A bipartisan group of 147 senators and House members have signed onto a letter to leadership in both chambers calling for quick action to approve the Creating Helpful Incentives for the Production of Semiconductors (CHIPS) for America Act, which would provide $52 billion in funding to help revitalize U.S.-based semiconductor manufacturing.
The CHIPS Act is contained in separate bills – the America COMPETES Act in the House and the U.S. Innovation and Competition Act (USICA) measure in the Senate. Each chamber has approved their bill, but the two need to be joined through a House-Senate conference committee. There has been little visible evidence of that conference process since the House passed the COMPETES in early February. President Biden called on both chambers to get to work on the reconciliation process in his March 1 State of the Union address.

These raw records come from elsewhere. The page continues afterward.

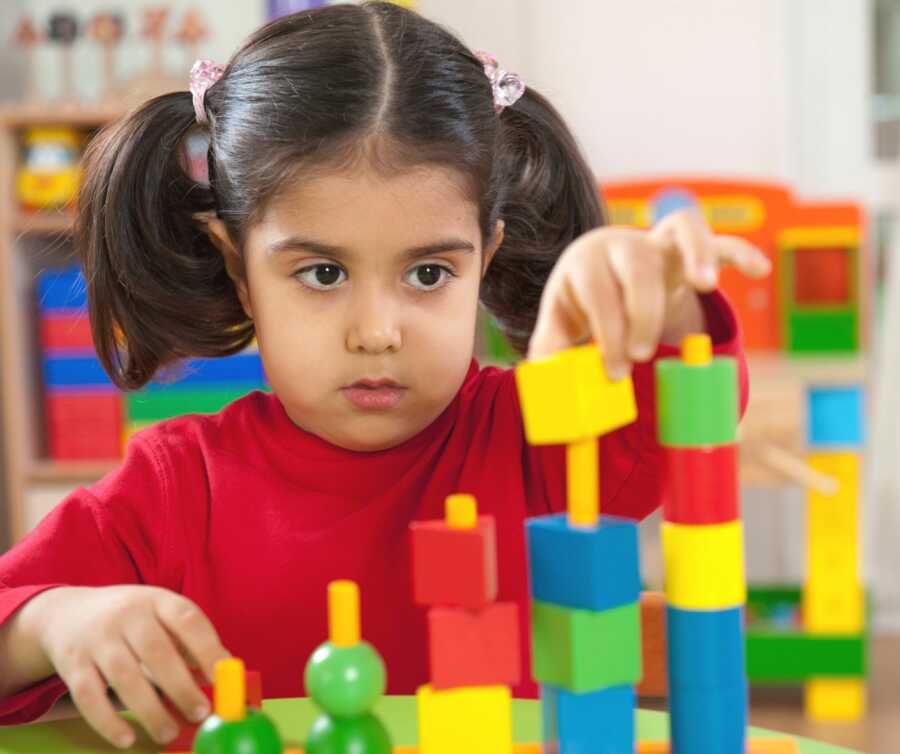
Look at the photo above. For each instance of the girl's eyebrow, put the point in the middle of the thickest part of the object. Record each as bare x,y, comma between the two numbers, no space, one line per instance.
296,243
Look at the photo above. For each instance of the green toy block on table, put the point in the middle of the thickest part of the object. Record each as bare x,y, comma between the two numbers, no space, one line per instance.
583,650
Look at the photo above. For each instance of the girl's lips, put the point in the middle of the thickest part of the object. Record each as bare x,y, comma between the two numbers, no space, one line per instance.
381,398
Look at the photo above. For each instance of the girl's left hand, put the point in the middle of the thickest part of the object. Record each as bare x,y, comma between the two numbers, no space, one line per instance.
630,289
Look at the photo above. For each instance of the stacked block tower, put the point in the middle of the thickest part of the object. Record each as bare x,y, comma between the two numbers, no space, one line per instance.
84,410
583,567
833,595
345,676
473,639
703,551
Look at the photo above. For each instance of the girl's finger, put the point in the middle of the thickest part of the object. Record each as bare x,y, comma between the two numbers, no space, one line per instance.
686,235
168,669
123,672
640,272
559,325
88,692
192,629
743,255
596,293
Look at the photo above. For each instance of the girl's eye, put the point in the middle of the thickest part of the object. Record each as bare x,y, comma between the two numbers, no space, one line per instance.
322,277
427,277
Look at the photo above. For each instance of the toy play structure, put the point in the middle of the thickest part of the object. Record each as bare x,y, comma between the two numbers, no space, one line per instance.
812,303
585,589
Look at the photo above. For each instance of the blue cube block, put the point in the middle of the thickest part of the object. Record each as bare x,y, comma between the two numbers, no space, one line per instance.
587,568
599,722
708,721
706,647
835,416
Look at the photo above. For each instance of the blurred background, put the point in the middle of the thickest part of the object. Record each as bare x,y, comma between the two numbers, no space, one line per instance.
779,119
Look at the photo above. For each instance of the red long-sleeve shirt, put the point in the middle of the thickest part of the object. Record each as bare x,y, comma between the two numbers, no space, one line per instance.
250,517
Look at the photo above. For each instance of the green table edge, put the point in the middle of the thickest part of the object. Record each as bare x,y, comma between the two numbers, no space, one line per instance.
294,716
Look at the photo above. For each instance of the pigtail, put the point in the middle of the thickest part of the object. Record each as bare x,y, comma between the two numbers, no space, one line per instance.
547,197
157,288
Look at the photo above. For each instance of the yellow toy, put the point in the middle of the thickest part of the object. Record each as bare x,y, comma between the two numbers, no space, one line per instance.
50,171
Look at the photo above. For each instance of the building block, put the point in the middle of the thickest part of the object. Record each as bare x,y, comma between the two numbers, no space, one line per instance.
84,425
475,720
704,565
66,331
599,722
469,648
834,607
697,404
706,648
835,416
456,567
835,699
589,568
794,657
701,485
187,730
568,397
583,650
654,664
708,720
145,406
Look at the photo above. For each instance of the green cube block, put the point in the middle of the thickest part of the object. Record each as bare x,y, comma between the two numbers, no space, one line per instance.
697,405
774,657
822,331
584,650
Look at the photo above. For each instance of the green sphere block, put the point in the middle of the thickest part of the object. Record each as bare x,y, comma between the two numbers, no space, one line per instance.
584,650
345,681
697,406
350,735
255,734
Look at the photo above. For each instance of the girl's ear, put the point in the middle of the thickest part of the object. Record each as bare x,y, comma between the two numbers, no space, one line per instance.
492,246
234,262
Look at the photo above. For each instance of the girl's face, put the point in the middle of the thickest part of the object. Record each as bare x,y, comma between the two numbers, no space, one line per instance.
364,293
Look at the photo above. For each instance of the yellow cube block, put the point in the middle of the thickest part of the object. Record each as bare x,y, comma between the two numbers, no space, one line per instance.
835,698
834,606
470,719
568,397
704,565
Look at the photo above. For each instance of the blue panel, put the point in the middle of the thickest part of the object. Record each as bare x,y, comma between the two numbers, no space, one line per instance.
599,722
708,721
62,289
835,417
240,369
706,647
585,568
67,371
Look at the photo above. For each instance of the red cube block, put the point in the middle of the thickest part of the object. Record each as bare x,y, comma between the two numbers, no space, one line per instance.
455,567
184,741
701,485
474,648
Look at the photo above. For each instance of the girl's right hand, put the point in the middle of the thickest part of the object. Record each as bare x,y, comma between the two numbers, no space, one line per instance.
118,636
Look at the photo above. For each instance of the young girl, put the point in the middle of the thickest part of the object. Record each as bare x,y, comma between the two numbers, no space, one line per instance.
371,180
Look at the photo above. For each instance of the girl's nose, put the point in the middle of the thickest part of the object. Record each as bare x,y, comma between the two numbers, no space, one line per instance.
374,327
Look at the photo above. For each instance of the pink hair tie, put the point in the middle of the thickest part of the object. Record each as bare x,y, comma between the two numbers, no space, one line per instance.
204,73
506,86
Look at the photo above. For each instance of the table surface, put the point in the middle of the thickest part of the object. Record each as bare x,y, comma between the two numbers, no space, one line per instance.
294,717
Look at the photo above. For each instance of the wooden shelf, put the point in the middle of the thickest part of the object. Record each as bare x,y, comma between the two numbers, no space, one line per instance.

Leading the effort on the March 8 letter to House and Senate leaders are Reps. Doris Matsui, D-Calif., and Michael McCaul, R-Texas; and Sens. Mark Warner, D-Va., John Cornyn, R-Texas, and Mark Kelly, D-Ariz.

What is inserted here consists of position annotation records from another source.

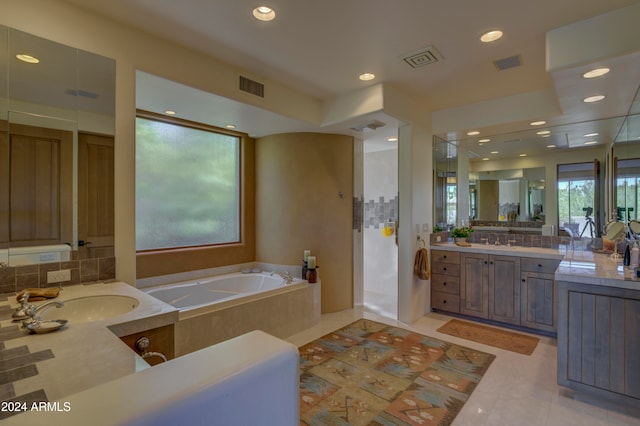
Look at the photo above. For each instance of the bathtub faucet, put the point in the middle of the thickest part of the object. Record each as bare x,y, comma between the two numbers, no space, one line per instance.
286,276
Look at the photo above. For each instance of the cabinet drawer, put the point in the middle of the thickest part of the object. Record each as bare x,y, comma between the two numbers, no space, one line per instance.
445,256
545,266
445,301
450,269
445,284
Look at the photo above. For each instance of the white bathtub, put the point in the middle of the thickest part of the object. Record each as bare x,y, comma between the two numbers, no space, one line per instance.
208,291
217,308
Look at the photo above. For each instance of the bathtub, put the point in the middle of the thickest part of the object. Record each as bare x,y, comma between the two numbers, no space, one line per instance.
217,308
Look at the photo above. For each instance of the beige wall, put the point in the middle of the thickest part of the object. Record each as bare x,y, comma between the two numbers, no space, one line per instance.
299,178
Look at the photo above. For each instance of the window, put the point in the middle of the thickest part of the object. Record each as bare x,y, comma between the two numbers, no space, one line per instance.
187,185
576,198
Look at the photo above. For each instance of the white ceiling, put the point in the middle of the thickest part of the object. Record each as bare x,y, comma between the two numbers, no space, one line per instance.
319,48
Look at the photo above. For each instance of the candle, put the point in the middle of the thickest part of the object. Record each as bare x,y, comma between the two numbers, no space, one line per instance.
311,262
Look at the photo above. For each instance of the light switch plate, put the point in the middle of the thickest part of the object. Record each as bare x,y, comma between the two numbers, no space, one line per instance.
58,276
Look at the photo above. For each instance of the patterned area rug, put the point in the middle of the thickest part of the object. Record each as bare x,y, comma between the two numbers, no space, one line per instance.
369,373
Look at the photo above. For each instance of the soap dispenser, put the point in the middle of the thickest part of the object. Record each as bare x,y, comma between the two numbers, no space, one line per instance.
626,260
635,255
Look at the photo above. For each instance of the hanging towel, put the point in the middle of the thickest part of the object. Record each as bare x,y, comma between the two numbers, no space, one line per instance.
421,264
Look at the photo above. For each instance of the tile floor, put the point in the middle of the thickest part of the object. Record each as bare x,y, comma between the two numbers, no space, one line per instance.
516,390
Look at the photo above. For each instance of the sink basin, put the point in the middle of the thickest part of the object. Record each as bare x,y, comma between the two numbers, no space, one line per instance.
91,308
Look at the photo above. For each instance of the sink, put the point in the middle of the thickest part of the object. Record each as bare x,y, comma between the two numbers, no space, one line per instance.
91,308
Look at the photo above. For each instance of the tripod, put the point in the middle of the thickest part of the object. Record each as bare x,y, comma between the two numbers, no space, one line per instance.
590,224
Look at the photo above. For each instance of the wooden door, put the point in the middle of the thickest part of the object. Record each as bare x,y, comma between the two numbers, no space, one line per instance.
95,190
504,289
474,288
539,306
40,188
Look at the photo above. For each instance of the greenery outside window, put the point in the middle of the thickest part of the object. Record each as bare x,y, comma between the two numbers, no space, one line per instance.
576,198
187,185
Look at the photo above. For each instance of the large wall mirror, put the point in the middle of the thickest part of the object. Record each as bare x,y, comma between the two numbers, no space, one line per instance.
626,167
57,123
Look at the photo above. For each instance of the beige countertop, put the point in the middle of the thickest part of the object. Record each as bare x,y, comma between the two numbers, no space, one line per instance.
580,266
89,354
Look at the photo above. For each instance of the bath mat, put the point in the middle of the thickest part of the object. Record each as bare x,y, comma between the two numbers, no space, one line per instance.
369,373
492,336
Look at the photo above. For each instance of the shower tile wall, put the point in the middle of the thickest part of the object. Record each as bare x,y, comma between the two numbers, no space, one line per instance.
380,252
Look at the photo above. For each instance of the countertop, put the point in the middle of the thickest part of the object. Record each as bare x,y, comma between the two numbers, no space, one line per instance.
580,266
89,354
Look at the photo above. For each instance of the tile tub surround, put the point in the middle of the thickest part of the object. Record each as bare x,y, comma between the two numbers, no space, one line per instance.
81,351
281,314
86,265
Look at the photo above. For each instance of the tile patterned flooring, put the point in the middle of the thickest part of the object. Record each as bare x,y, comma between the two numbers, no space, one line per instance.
517,389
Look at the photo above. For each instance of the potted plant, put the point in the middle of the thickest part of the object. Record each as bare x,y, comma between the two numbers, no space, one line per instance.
462,233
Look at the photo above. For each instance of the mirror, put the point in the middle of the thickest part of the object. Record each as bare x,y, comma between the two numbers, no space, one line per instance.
56,149
445,163
515,195
626,166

“[…] we write today to urge you to preserve the full $52 billion included in USICA during the conference process to implement the CHIPS Act. Securing this funding as soon as possible will help address severe shortages in the semiconductor supply chain and reestablish American leadership in global semiconductor manufacturing,” wrote the lawmakers.
They said the CHIPS Act would “restore semiconductor manufacturing back to American soil by increasing Federal incentives to stimulate advanced chip manufacturing, enabling cutting-edge research and development – securing the supply chain, and bringing greater transparency to the microelectronics ecosystem.”

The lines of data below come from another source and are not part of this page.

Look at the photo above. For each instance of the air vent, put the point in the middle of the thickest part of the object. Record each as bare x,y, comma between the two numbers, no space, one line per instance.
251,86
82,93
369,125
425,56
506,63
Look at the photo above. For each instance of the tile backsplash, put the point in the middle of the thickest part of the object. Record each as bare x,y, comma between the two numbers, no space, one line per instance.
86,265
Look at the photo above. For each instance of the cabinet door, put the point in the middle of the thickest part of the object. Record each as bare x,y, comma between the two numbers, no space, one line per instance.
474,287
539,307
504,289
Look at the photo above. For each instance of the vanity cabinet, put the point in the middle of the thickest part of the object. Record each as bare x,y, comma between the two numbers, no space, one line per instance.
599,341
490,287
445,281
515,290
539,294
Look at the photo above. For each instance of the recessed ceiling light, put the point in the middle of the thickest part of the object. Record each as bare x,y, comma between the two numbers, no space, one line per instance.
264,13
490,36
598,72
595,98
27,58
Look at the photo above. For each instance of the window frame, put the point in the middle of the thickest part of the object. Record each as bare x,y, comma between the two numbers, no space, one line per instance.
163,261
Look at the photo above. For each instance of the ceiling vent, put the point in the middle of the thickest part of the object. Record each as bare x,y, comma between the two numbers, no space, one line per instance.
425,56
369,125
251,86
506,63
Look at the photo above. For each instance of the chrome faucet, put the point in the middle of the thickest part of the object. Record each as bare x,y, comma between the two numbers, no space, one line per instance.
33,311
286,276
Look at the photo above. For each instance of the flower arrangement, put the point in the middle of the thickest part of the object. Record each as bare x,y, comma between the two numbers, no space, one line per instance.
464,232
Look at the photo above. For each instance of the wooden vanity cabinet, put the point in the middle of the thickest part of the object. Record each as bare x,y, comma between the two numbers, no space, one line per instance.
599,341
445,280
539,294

The CHIPS Act was approved as part of the Fiscal Year 2021 National Defense Authorization Act, but funding the measure is a separate matter that needs further congressional approval.
“The funding and structural reforms included in CHIPS will create a more resilient domestic semiconductor supply chain which will help prevent future shortages that cause GDP drag, job losses, more expensive consumer goods, and national security vulnerabilities,” the lawmakers wrote.